For information about the professional theatre company in Richmond, see Virginia Repertory Theatre.

Theatre IV (now Virginia Repertory Theatre) merged with Barksdale Theatre in 2012 to become Virginia Repertory Theatre. In 1975, Theatre IV was founded by Bruce Miller and Phil Whiteway, becoming the state's first professional theatre for young audiences. It began as a touring company, performing around the nation at elementary schools and recreation centers and became the second largest children's theatre in the nation and the largest in-school touring theatre company in the nation.

==Programs and initiatives==

- 1975 Theatre IV was founded by Bruce Miller and Phil Whiteway, becoming Virginia's first professional theatre for young audiences.
- 2009 Theatre IV, in partnership with Barksdale Theatre, continues to perform live before nearly 600,000 theatre lovers each year, presenting acclaimed home seasons in Richmond, and touring extensively throughout Virginia, 34 additional states plus the District of Columbia, on an annual budget of $5.3 million.
- 2012 Theatre IV merges with Barksdale Theatre to become Virginia Repertory Theatre.

== Awards ==

- 1978 Theatre IV received the first Sara Spencer Award, presented by the Southeastern Theatre Association in recognition of "the most outstanding contribution to children's theatre in the Southeastern United States."
- 1985 Theatre IV produced Do Lord Remember Me based on the oral histories of former slaves interviewed during the Federal Writers' Project and received the Award of Excellence from Branches of the Arts for "The most outstanding play relating to African-American experience."
- 1988 Theatre IV received the Concern for Kids Award from the Virginia Federation of Women's Clubs, recognizing Theatre IV's "outstanding service to Virginia's children."
- 1990 Managing Director Phil Whiteway received the Outstanding Young Citizen of the Year Award from the Richmond Jaycees for "outstanding contributions to the Richmond community."
- 1991 Theatre IV received the Award of Distinguished Service from Handicaps Unlimited of Virginia, honoring "commitment to the principles of inclusion and service to Virginia's disabled citizens."
- 1993 Theatre IV received the Outstanding Service Award presented by the Central Richmond Association for "exemplary civic leadership in service to downtown Richmond."
- 1993 Bruce Miller received the Commissioner's Award from the U. S. Department of Health and Human Services, presented by Commissioner Donna Shalala, honoring his "outstanding national contribution to the field of child abuse and neglect."
- 1996 Theatre IV received the Together for Children Award presented by Prevent Child Abuse Virginia for "exceptional contributions to the well being of Virginia's children and families."
- 1996 Theatre IV's production of Buffalo Soldier, written and directed by Artistic Director Bruce Miller, was booked into the Kennedy Center.
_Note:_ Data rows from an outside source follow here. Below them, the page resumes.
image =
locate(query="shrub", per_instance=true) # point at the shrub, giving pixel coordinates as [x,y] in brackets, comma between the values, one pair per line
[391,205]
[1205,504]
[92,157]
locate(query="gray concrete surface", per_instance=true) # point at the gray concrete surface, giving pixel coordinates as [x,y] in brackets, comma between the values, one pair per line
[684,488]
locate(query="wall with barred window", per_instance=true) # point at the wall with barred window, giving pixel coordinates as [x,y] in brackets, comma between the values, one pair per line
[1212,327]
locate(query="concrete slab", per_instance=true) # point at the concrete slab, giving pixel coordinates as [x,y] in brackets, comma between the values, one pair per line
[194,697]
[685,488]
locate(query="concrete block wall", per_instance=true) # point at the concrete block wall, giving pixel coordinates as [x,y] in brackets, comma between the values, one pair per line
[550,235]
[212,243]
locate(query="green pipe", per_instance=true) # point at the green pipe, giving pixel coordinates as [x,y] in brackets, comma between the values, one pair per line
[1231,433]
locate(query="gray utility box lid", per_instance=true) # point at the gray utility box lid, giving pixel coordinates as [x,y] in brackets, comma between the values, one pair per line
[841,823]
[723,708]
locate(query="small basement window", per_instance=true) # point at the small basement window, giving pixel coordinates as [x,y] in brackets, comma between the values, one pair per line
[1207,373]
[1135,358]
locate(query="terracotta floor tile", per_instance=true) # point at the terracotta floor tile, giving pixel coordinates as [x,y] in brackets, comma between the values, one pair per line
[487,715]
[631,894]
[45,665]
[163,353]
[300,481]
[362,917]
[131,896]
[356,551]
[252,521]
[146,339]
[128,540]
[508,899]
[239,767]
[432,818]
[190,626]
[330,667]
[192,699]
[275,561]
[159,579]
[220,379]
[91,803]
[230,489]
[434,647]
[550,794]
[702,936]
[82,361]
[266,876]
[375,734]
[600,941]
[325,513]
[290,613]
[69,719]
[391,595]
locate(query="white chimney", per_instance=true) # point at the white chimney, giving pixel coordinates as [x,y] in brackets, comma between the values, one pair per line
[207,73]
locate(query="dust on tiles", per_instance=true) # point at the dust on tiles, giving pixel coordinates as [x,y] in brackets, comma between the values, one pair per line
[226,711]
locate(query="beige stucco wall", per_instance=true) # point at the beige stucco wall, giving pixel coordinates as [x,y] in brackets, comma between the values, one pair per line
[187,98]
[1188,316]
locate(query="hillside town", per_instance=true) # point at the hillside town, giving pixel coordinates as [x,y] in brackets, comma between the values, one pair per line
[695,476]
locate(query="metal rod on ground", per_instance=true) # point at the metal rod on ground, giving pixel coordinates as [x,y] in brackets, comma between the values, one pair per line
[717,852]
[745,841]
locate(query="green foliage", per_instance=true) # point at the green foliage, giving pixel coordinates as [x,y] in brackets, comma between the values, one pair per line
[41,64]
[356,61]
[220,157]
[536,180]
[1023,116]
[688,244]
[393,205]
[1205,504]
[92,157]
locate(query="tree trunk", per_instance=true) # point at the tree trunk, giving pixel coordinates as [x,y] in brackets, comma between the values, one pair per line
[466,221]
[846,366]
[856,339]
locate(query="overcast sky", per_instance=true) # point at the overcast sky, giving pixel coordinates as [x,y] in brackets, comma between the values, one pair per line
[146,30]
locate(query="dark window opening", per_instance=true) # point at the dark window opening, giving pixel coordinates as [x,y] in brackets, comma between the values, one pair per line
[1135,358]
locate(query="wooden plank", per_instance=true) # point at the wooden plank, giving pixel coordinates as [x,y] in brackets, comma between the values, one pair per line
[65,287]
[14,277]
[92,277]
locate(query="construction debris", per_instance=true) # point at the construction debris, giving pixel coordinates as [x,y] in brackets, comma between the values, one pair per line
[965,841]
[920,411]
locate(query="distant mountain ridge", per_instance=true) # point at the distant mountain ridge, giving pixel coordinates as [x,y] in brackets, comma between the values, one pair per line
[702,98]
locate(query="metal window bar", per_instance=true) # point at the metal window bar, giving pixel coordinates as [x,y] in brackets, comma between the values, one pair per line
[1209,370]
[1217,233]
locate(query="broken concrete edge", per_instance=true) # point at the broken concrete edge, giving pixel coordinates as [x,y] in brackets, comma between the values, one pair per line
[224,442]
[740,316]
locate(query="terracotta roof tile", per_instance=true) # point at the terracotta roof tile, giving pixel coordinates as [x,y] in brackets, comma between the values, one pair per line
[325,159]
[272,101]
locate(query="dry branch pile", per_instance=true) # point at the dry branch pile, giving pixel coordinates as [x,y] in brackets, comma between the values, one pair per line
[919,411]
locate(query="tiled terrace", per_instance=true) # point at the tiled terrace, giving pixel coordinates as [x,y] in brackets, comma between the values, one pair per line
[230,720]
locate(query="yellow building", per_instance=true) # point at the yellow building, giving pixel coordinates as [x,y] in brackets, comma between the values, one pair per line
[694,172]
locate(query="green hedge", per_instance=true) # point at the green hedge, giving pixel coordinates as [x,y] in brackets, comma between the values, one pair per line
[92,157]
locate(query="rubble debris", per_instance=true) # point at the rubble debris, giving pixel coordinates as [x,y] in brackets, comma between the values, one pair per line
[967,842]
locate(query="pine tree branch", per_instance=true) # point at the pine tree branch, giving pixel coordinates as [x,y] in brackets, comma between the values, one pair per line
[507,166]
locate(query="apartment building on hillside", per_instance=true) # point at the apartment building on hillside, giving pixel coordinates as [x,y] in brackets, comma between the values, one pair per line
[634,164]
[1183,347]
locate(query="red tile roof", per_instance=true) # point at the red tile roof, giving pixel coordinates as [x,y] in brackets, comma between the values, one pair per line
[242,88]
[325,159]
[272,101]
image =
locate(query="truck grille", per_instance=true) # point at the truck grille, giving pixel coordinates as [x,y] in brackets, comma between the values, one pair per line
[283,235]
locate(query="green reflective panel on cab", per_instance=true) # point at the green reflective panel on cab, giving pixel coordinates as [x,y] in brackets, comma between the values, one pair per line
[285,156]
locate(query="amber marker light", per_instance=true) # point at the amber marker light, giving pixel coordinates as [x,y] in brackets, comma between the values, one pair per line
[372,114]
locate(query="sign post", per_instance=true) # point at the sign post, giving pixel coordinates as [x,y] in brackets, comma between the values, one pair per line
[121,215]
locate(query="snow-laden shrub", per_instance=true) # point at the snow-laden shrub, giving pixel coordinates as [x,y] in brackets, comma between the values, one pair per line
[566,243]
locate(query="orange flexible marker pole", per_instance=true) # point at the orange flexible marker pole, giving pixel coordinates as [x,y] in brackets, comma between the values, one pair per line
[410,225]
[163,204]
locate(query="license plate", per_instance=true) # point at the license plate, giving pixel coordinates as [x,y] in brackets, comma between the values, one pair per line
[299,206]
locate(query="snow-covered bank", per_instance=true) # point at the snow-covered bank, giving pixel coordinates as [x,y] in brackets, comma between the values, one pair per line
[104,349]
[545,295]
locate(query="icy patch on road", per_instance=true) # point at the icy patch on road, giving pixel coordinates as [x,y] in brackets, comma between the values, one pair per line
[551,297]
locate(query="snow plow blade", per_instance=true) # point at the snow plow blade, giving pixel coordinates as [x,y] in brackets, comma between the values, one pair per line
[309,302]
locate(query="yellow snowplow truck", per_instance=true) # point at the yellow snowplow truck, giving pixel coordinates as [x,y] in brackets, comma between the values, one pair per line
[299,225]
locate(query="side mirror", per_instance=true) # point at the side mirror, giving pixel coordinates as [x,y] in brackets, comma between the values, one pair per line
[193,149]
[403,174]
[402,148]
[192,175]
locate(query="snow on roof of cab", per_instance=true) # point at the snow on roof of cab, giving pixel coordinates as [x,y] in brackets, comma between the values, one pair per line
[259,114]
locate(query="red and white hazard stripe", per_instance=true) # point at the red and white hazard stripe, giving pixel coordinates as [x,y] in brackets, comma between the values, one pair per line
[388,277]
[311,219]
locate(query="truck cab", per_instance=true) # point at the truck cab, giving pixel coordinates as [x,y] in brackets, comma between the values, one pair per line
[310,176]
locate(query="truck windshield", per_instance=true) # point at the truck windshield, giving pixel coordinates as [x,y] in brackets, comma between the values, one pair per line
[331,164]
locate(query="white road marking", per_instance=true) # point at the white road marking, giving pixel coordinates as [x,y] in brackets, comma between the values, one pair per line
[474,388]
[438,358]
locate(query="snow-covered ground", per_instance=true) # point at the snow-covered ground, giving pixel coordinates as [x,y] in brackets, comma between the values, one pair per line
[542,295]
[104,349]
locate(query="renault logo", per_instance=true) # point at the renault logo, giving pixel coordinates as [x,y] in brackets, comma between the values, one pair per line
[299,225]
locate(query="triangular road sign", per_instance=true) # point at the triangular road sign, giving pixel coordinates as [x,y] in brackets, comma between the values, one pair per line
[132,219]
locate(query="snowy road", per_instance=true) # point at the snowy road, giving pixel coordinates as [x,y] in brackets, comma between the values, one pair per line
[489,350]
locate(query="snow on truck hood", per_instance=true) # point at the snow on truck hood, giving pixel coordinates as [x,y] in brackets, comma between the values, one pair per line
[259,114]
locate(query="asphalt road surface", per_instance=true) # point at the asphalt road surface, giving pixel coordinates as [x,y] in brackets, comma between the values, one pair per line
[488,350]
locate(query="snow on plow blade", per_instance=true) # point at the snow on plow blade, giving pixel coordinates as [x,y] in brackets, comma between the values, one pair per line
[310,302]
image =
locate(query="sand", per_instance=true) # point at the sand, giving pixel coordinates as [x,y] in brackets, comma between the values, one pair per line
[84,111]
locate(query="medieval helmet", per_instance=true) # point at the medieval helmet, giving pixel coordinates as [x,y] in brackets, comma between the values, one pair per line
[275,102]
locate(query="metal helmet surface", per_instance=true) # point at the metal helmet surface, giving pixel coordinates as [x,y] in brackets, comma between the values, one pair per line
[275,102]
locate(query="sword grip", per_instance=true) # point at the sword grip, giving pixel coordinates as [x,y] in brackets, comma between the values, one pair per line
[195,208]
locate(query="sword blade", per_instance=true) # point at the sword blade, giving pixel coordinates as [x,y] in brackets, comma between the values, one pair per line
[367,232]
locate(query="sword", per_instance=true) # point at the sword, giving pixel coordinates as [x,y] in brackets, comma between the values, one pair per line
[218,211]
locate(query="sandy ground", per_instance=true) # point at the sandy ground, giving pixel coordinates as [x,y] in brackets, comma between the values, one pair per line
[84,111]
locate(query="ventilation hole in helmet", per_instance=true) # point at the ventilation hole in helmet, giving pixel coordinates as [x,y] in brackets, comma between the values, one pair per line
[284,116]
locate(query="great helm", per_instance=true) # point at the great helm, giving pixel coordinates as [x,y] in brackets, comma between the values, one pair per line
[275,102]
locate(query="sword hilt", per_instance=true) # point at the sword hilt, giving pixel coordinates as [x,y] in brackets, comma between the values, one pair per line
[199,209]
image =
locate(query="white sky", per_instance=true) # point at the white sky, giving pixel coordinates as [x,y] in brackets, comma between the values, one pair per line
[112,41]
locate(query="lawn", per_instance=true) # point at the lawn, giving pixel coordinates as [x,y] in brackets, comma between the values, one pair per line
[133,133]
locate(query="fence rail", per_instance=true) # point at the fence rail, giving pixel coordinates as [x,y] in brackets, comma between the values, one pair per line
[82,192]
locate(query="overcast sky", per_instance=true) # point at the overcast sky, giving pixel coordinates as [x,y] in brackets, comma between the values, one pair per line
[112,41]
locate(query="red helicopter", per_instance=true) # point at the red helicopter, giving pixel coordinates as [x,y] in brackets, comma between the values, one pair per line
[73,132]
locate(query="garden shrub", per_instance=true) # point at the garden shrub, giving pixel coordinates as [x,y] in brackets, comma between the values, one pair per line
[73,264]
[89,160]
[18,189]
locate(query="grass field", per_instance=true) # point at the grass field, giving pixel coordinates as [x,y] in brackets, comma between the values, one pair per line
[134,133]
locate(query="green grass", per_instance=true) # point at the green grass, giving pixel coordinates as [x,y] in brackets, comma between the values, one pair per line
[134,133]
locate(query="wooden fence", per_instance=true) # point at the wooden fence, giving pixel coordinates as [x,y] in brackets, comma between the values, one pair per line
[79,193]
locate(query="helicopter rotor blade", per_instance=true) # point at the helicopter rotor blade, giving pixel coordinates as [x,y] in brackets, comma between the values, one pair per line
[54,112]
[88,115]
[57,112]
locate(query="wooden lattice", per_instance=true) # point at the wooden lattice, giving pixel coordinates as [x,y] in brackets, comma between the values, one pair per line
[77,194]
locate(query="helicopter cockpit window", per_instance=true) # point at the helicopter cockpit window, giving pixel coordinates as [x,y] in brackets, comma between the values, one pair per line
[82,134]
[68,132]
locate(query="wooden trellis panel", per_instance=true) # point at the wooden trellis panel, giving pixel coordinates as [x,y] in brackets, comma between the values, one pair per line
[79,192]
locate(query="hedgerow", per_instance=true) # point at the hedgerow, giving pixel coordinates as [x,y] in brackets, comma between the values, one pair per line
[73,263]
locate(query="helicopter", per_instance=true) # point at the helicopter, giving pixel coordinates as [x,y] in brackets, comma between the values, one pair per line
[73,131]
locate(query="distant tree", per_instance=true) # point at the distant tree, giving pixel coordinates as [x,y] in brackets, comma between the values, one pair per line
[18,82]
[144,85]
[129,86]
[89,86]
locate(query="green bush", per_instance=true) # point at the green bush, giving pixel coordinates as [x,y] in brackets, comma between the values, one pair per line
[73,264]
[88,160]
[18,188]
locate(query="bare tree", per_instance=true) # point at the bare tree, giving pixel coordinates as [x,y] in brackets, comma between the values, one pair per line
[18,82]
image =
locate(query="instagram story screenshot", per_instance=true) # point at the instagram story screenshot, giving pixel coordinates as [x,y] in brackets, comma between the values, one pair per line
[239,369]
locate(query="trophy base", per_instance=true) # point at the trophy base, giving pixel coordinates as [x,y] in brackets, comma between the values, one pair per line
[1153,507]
Subsequently, it was voted one of the 12 Best American Plays for Young Audiences by the membership of ASSITEJ USA, the national organization of theatre professionals working in the TYA field.
- 1999 STYLE Weekly selected Bruce Miller and Phil Whiteway as two of the 100 Most Influential Richmonders of the 20th Century.

==Honors and other recognitions==

- 1988 The nation of Israel adopted Hugs and Kisses as a model program, and Bruce Miller and Phil Whiteway visit Tel Aviv with Governor Gerald Baliles to meet with the Israel Department of Social Services and Israel's leading professional touring theatre for young audiences.
- 1990 Theatre IV's James Madison and the Bill of Rights is the only arts program in the nation to be selected for funding by the U. S. Bicentennial Commission for touring to schools throughout the United States.
- 1995 Theatre IV was selected as the only theatre in the nation to be included in PART of the Solution – Creative Alternatives for Youth, a publication of the U. S. Dept. of Justice, the U. S. Dept. of Health and Human Services, and the National Assembly of State Arts Agencies, showcasing the twelve most proactive youth arts programs in the nation.
- 2006 Theatre IV's The Jamestown Story was one of only two arts programs statewide to be selected for funding by the Jamestown 2007 Commemoration Commission for touring to Virginia's schools.